More than 90 percent of buildings in Dominica were affected by Hurricane Maria, according to the UNDP. Dominica Prime Minister Roosevelt Skerrit was quoted by U.S. media in October saying “We have lost everything that money can buy.”

Shillingford-McKlmon said the storms had also revealed the shortcomings of development policy in the region, explaining that between 1990 and 2017 the Caribbean has been hit by 328 natural disasters, generating $31 billion in debt for rebuilding.

“We are ranked middle and high income [based on GDP per capita], we lose concessional financing, we self-finance, rebuild, then the hurricane season starts the next year, and then we start the entire process all over again,” she said. “[It’s] a vulnerability that is unending.”

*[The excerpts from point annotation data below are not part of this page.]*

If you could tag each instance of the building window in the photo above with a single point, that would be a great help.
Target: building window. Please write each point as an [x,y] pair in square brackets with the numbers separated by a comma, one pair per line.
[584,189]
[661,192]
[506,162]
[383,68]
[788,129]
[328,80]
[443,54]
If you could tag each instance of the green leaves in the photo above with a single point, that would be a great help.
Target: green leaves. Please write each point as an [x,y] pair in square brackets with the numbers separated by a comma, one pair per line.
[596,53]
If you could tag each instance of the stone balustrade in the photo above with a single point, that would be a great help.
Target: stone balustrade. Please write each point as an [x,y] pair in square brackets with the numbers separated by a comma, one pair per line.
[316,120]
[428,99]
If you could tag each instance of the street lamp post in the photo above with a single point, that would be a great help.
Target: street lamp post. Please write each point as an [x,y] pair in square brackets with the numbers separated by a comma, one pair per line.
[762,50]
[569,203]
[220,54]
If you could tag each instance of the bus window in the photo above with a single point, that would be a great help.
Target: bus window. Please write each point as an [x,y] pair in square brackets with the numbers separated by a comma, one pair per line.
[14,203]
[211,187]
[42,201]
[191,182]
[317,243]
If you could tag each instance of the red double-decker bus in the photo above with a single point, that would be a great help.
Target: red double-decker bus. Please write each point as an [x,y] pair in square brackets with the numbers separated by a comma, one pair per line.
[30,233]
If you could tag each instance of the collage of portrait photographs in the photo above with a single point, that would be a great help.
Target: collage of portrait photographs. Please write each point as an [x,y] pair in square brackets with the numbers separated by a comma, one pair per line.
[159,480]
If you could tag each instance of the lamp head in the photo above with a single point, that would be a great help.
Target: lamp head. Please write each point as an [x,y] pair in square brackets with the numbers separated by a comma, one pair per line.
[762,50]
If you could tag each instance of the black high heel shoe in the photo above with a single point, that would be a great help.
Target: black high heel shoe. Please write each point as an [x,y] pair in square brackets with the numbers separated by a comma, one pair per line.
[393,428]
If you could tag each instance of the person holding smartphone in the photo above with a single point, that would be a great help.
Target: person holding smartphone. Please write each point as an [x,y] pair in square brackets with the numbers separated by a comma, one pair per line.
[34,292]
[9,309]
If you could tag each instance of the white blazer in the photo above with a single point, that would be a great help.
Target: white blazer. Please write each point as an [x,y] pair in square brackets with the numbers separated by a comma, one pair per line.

The result, she said, was debt-to-GDP ratios that are often higher than many countries in sub-Saharan Africa.

“We are locked in a build-rebuild cycle due to climate change. We are categorized as middle-income countries, but we consider that we are outliers of those economic equations,” Shillingford-McKlmon said.

“Antigua was about to be graduated from official development assistance in October and Barbuda was destroyed in the space of six hours. What kind of high-income-ness is that?” she asked.

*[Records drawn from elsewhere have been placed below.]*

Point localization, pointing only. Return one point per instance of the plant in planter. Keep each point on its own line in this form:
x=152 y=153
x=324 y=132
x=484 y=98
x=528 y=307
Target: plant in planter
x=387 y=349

EU development commissioner Neven Mimica said the EU support will help “accelerate recovery, strengthen resilience, and step up progress toward a sustainable economic path.”

On Monday, UNDP administrator Achim Steiner said the beginning of the recovery was “a critical inflection moment for tough decisions on how to do development differently, not only to rebuild, but to rebuild to a more resilient standard.”

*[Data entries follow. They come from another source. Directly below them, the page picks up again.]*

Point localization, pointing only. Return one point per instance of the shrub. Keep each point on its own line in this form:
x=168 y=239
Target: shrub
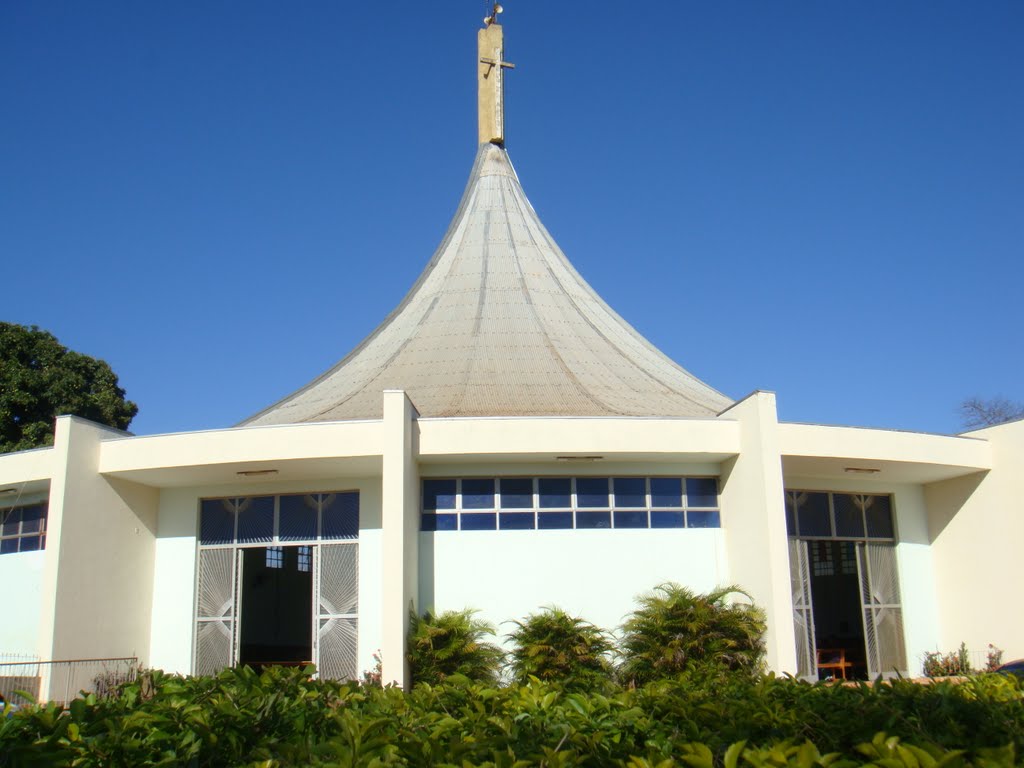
x=553 y=646
x=451 y=644
x=675 y=630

“This means not only upgrading damaged infrastructure and houses with climate-resilient technologies and specifications,” Steiner said, “but also the need to strengthen risk governance systems, improve life-line services, strengthen and expand capacities of the private sector, diversify livelihoods, and provide social protection mechanisms for the most vulnerable households and communities.”

Shillingford-McKlmon repeated her call for the creation of “some sort of development instrument, category [or] fund that can help and can be immediately available to countries that are affected by such disasters.” She said this should apply to all islands, irrespective of their sovereign status, “because we are all there and we are all family ... We have to be innovative, we have to think of new instruments.”

The EU pledge follows member states’ support using the EU Civil Protection Mechanism, and more than 2.9 million euros ($3.4 million) worth of humanitarian support, such as shelter, food, and logistics. Pre-existing programs to inject 7 million euros into the budgets of Anguilla and Turks and Caicos were sped up in the wake of the disaster, and a pre-planned payment of 3.5 million euros to Dominica is also pending.

The commission said Mimica met with Caribbean leaders on the sidelines of the conference to discuss their relationship with the EU after the expiration of the Cotonou Agreement, which sets the legal framework for their cooperation, in 2020.